Deploying BERT on Heroku

Published in

Analytics Vidhya

5 min readAug 10, 2020

I’ve always been a big fan of Natural Language Processing. Since I love machines, I’d always love to find ways to communicate with my machine too.

Isn’t it cool, you ask your machine something and it answers back?😍

BERT(Bidirectional Encoder Representations from Transformers) can be used for one such application i.e. Question and Answering. You give the deep learning model a paragraph to read and then you ask a question related to the same. There are many such applications where BERT has proved to be strong enough in NLP (Natural Language Understanding to be more precise). The concept of BERT was introduced in 2018. Since then, variations of BERT have come into existence like ALBERT, RoBERTa, MobileBERT, etc. You can read about the original paper here.

We shall use BERT that is trained by huggingface on a dataset for questions and answers i.e. Stanford Question Answering Dataset (SQuAD) and deploy the fined tuned model on Heroku for real time inference. You can find all the material for the same on my github repo.

Now, let’s begin to code..

Note

Make sure you follow this folder structure:

/web-app
|--templates
|----index.html
|--app.py
|--requirements.txt
|--Procfile

Step 1

Since this has to be deployed on Heroku, let’s make sure Heroku installs all the libraries needed to run the program.

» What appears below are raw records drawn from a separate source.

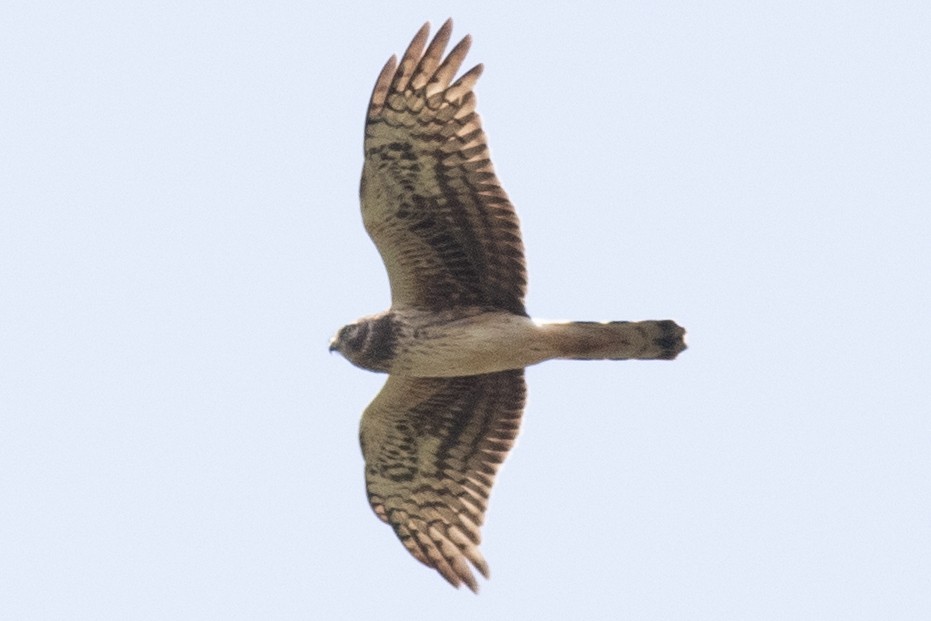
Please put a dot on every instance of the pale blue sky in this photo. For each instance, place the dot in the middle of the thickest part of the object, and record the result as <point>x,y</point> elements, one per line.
<point>180,236</point>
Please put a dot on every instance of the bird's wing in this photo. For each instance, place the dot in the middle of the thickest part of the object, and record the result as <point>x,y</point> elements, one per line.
<point>432,447</point>
<point>446,231</point>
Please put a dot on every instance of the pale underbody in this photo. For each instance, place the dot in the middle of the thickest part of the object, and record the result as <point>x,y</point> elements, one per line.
<point>473,342</point>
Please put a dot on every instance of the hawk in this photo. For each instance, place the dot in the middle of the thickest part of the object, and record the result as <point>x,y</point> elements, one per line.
<point>457,337</point>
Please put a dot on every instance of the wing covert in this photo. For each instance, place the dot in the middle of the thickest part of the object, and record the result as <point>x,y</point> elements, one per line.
<point>431,202</point>
<point>432,447</point>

Make a file named “requirements.txt” and put the following libraries in the file:

https://download.pytorch.org/whl/cpu/torch-1.3.1%2Bcpu-cp36-cp36m-linux_x86_64.whl
transformers==3.0.2
numpy==1.19.1
flask
joblib==0.16.0
sentencepiece==0.1.91
urllib3==1.25.10

Step 2

Make a file called “app.py” and put the following code code:

import os
from flask import Flask, render_template
from flask import request


import torch
from transformers import AutoTokenizer, AutoModelForQuestionAnswering

name = "mrm8488/bert-small-finetuned-squadv2"

tokenizer = AutoTokenizer.from_pretrained(name,)

model = AutoModelForQuestionAnswering.from_pretrained(name)

def answer_question(question, answer_text):
    '''
    Takes a `question` string and an `answer` string and tries to identify 
    the words within the `answer` that can answer the question. Prints them out.
    '''
    
    # tokenize the input text and get the corresponding indices
    token_indices = tokenizer.encode(question, answer_text)

    # Search the input_indices for the first instance of the `[SEP]` token.
    sep_index = token_indices.index(tokenizer.sep_token_id)

    seg_one = sep_index + 1

    # The remainders lie in the second segment.
    seg_two = len(token_indices) - seg_one
    
    # Construct the list of 0s and 1s.
    segment_ids = [0]*seg_one + [1]*seg_two

    # get the answer for the question
    start_scores, end_scores = model(torch.tensor([token_indices]), # The tokens representing our input combining question and answer.
                                    token_type_ids=torch.tensor([segment_ids])) # The segment IDs to differentiate question from answer

    # Find the tokens with the highest `start` and `end` scores.
    answer_begin = torch.argmax(start_scores)
    answer_end = torch.argmax(end_scores)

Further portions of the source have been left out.